Utang-utang pemerintah ke BUMN ini, kata Didu, bisa dilihat dari pembayaran subsidi yang tertunggak seperti ke PT Pertamina (Persero), PT PLN (Persero), dan Pupuk Indonesia. “Ini yang saya istilahkan menyembunyikan utang di bawah karpet,” katanya.
Ia memaparkan di 2012 utang BUMN masih Rp 2.654 triliun, lalu melesat jadi Rp 4.825 triliun di 2017 dan membengkak jadi Rp 5200 triliun di 2018.
Menurut Didu, dua utang yang membuat nilai membengkak adalah Inalum untuk akuisisi PT Freeport Indonesia dan Semen Indonesia untuk Holcim.

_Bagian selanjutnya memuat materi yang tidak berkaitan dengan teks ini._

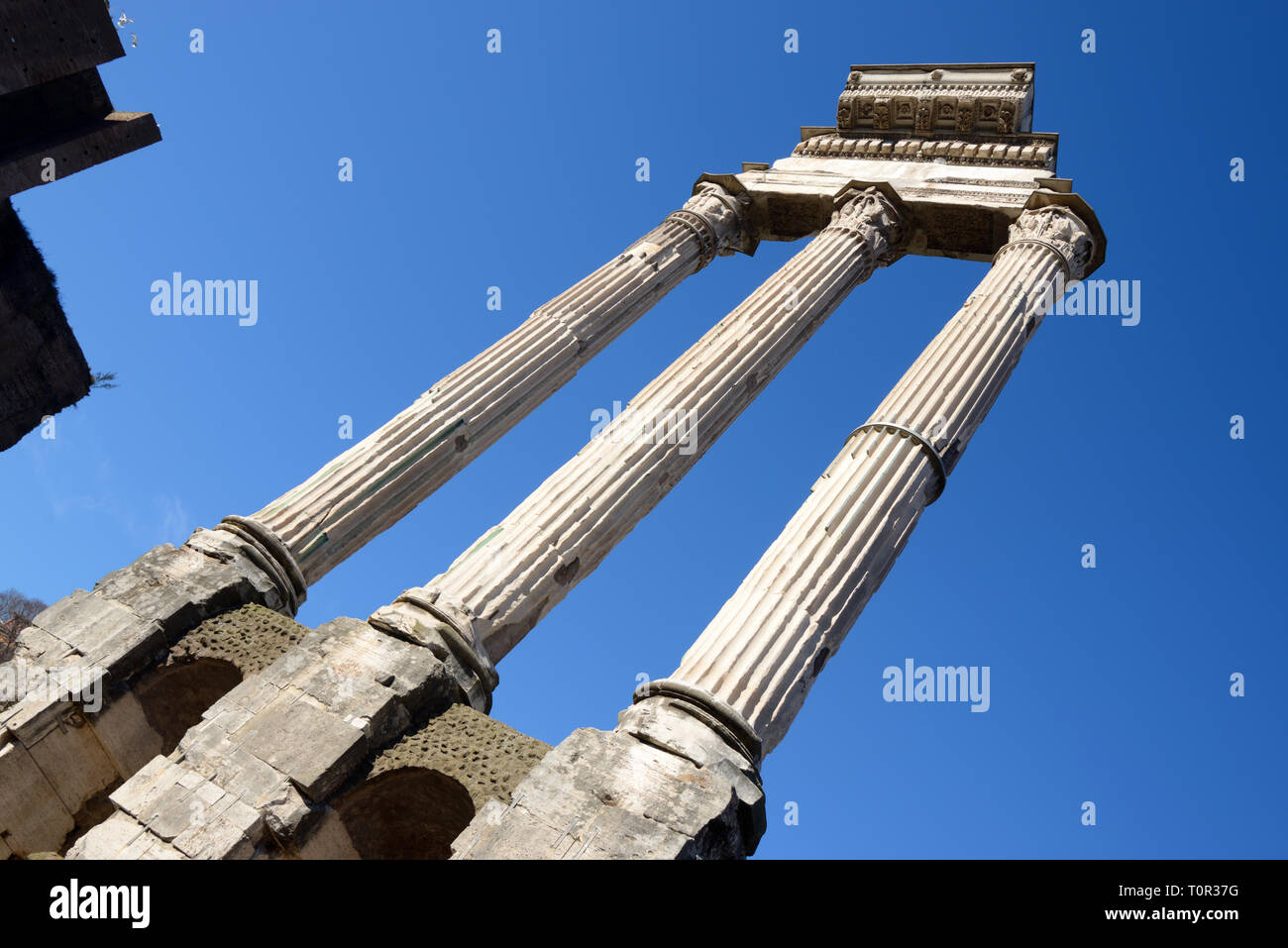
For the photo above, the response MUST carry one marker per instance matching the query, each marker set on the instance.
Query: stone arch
(406, 813)
(174, 695)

Berdasar data Kementerian BUMN dengan komisi VI DPR pada 3 Desember lalu, hingga akhir September 2018, total utang BUMN di Indonesia mencapai Rp 5.271 triliun. Dari jumlah tersebut, sebesar Rp 3,311 triliun disumbang dari BUMN sektor keuangan, dengan komponen terbesarnya berupa dana pihak ketiga (DPK) perbankan yang mencapai 74% dari total utang.